На острове было тихо и безлюдно. Люди попрятались в шалаши и сидели у костров, устроенных в кустарнике. Переселенцы приготовились к медленной смерти, и все, кто появлялся на острове, мешал им. Фролов поручил печникам раздать довольствие, те с радостью согласились. Две печки одиноко ютились у берега, начатые у основания. Мастера явно не хотели делать печки на открытом воздухе.
— Товарищ комендант, они же раскиснут от первого дождя, чего их тут ладить-то? — печально рассуждал печник, бесцельно комкая в руках глину.
— А ты не торопись, скоро их перевезут в спецпосёлки, и эти печки никому не нужные будут, — сердился Фролов, злясь на абсурдные решения заседания райкома.
Ему надо было выполнить все пункты протокола, под которым он расписался. Если Фролов не выполнит хоть один пункт из протокола, его отдадут под суд, как проштрафившегося Цепкова. Переселенцы выстроились в очередь за хлебом.
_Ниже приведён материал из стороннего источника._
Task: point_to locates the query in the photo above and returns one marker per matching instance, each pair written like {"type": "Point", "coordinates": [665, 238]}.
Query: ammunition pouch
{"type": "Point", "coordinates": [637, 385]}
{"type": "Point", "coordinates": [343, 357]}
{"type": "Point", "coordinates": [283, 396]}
Понурые люди равнодушно брали паёк и отходили к кострам. Их уже ничто не волновало, даже хлеб, о котором они мечтали долгие три месяца, не радовал их. Жизнь для переселенцев поневоле стала в тягость. Они понимали, что кто-то где-то просчитался, их забрали по ошибке, но слишком было много народу, чтобы оправдывать чей-то промах.
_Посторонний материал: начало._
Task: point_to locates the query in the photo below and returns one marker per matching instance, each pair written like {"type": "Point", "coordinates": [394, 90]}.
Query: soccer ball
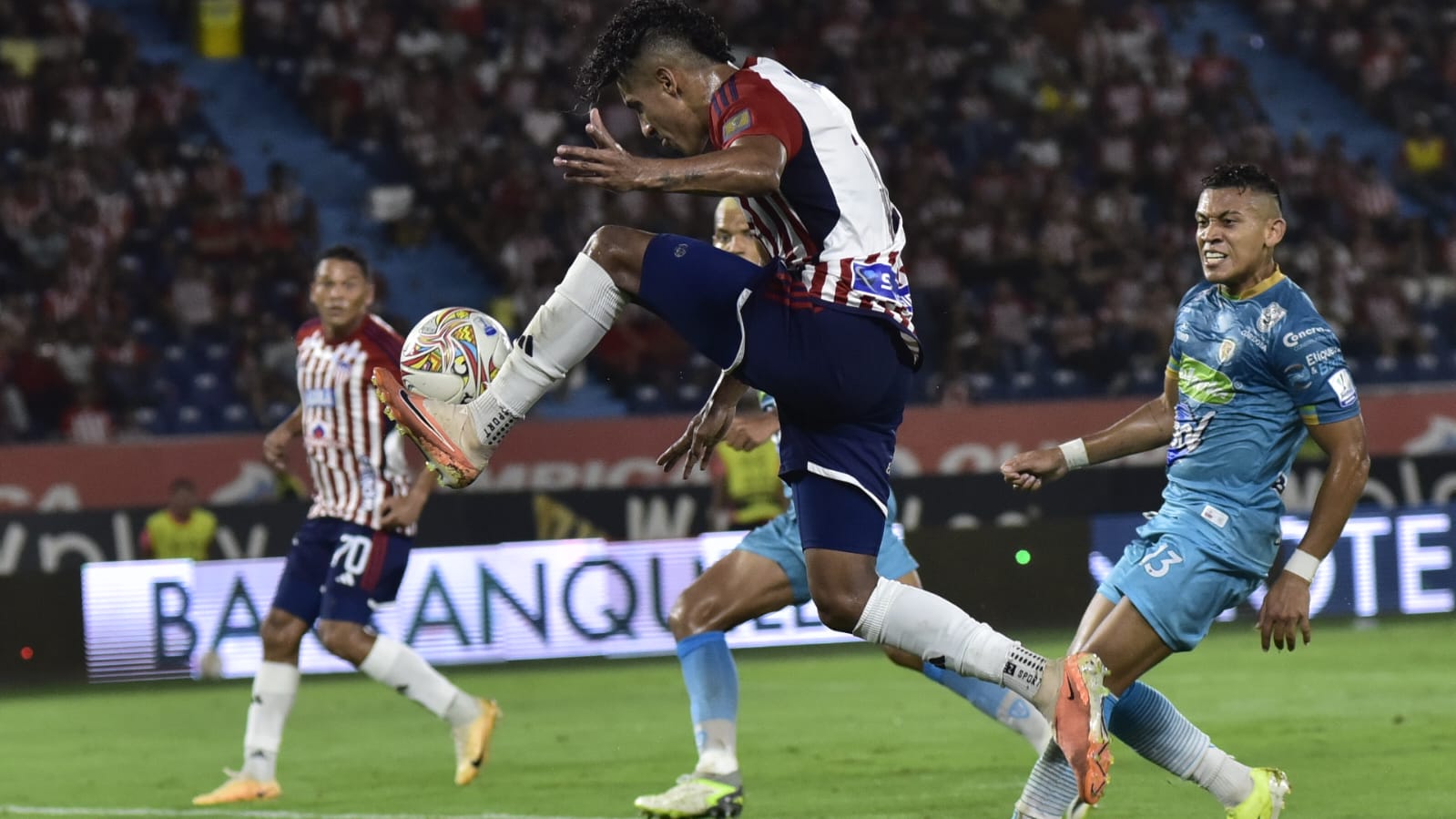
{"type": "Point", "coordinates": [453, 353]}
Мизгиря взяли к ночи, он сидел в шалаше и ждал, когда за ним придут. Шестёрки и подпевалы сидели молча, когда конвоиры повели главаря на катер, никто не бросился его спасать. И никто не сопротивлялся. Все уже знали свою участь. Мизгирь не протестовал, не требовал прокурора, шёл молча, стиснув зубы. С остальными разобрались быстро. Вывели на восточную часть острова, поставили на обрыв и одиночными выстрелами отправили в вечное безмолвие. Фрол не принимал участия в расстреле, стоя поодаль. Он радовался, что хоть кусочек справедливости за сегодняшний день удалось отвоевать.
Потянулись дни и ночи, наполненные ожиданием. Все чего-то ждали, печники тянули с работой, чтобы не строить понапрасну печи, переселенцы все так же ждали смерти, Фролов с вохровцами ждали, когда выкопают землянки в спецпосёлках, а Фрол ждал ответа на своё тайное письмо.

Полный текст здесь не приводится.